Smart was born in Lacock, Wiltshire in July 1898, younger brother of Jack Smart who was born in 1891. Their father, Thomas Smart, was a keen cricketer who played for Wiltshire in the Minor Counties Championship between 1895 and 1907.

==Playing career==

===Warwickshire===
Smart began his playing career for Warwickshire in 1920. He made his debut facing Surrey at the Kennington Oval on 8 May, scoring nine and a duck and bowling thirteen wicketless overs. He featured in thirteen games in total that season, managing a single half-century with the bat and taking only four wickets at a bowling average of above 60 runs per wicket. He was nevertheless retained for the next two seasons, managing 400 runs in the 1921 season with another half-century, and a further 247 in 1922, however he would only take five more wickets across those two years.

===Glamorgan===

In 1927 Smart, who had played only one first-class match since leaving Warwickshire – an invitational game in 1926 – returned to the County Championship for Glamorgan and would feature for them intermittently over the next few years, making little impression with ball or bat. However, in 1934 – having played at the most only four or five matches per season since his debut for them – Glamorgan played Smart for the full 27 games of the summer. He scored 1,335 runs, including a maiden century and nine fifties, and took 38 wickets. He went on to score over 1000 runs for three further seasons, 1935, 1936 and 1937, taking regular wickets with his part-time spin bowling.
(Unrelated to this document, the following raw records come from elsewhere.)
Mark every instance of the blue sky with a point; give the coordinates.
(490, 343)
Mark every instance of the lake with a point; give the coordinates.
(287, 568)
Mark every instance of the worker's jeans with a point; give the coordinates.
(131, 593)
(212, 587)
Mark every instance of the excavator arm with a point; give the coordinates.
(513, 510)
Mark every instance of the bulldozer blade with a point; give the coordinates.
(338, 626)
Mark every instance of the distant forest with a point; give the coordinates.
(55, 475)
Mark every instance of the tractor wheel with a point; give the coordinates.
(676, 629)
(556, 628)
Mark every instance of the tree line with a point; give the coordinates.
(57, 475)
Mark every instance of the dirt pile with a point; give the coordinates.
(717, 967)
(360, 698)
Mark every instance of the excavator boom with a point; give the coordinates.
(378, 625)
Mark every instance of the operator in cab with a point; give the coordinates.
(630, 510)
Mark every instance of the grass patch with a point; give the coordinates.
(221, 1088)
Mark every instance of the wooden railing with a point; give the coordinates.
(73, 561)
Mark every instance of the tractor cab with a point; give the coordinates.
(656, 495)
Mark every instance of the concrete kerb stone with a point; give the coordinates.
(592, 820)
In the 1935 season, Smart, rapidly gaining his reputation as an explosive hitter, hit six, six, four, six, six, four off of an over from Hampshire's Gerry Hill at the Cardiff Arms Park.

He scored three centuries in 1935 – including one against a touring South African side – and two more in 1936. His century against that touring South African side formed part of a record partnership for the final wicket: he made 131 while batting with the tail. During his innings he lofted a six that smashed a window in a nearby hotel. He narrowly missed out on 1,000 runs in 1938, ending the season with 933 runs, but he scored 1,241 in 1939. With the outbreak of World War II, cricket in England was put on hold, and though Smart returned to cricket in nine matches in the 1946 season he failed to pass fifty and did not play again after July.

==Retirement and later life==

Smart remained in South Wales for the rest of his life, dying in 1975 in Abertillery.